Friday, 19 December 2014
Denis Nadeau, Daniel Duffy, John L Schnase, Mark McInerney, Glenn Tamkin, Gerald L Potter and John H Thompson, NCCS, NASA Goddard, Greenbelt, MD, United States
The NASA Center for Climate Simulation (NCCS) maintains advanced data capabilities and facilities that allow researchers to access the enormous volume of data generated by weather and climate models. The NASA Climate Model Data Service (CDS) and the NCCS are merging their efforts to provide Climate Analytics-as-a-Service for the comparative study of the major reanalysis projects: ECMWF ERA-Interim, NASA/GMAO MERRA, NOAA/NCEP CFSR, NOAA/ESRL 20CR, JMA JRA25, and JRA55. These reanalyses have been repackaged to netCDF4 file format following the CMIP5 Climate and Forecast (CF) metadata convention prior to be sequenced into the Hadoop Distributed File System ( HDFS ). A small set of operations that represent a common starting point in many analysis workflows was then created: min, max, sum, count, variance and average.
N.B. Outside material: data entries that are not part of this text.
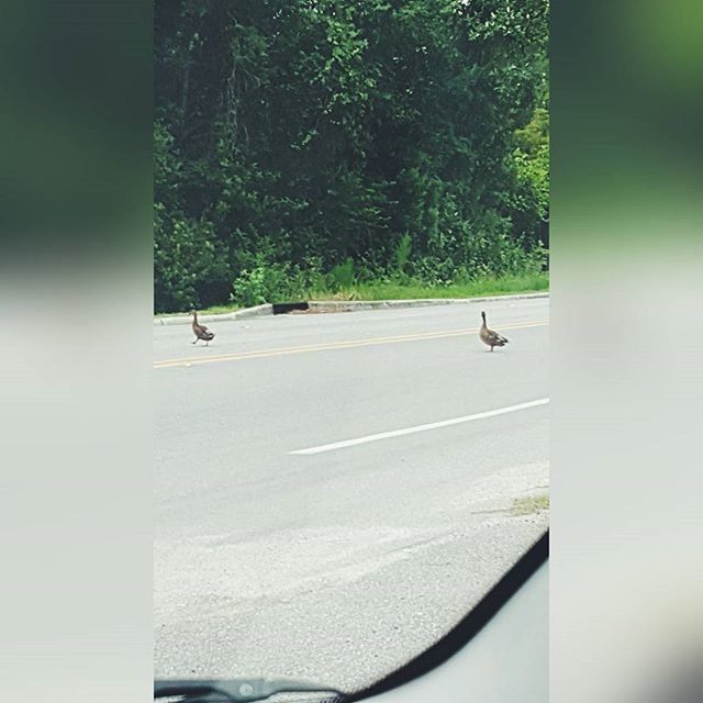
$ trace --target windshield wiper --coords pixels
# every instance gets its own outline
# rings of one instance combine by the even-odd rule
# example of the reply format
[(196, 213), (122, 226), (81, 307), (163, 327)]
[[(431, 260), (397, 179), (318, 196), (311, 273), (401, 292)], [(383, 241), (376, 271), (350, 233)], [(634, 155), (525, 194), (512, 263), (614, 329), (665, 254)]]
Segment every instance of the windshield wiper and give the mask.
[[(297, 679), (186, 679), (154, 681), (154, 698), (181, 696), (182, 703), (252, 703), (276, 693), (336, 693), (333, 687)], [(179, 702), (181, 703), (181, 702)]]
In this example, Reanalysis data exploration was performed with the use of Hadoop MapReduce and accessibility was achieved using the Climate Data Service(CDS) application programming interface (API) created at NCCS. This API provides a uniform treatment of large amount of data. In this case study, we have limited our exploration to 2 variables, temperature and precipitation, using 3 operations, min, max and avg and using 30-year of Reanalysis data for 3 regions of the world: global, polar, subtropical.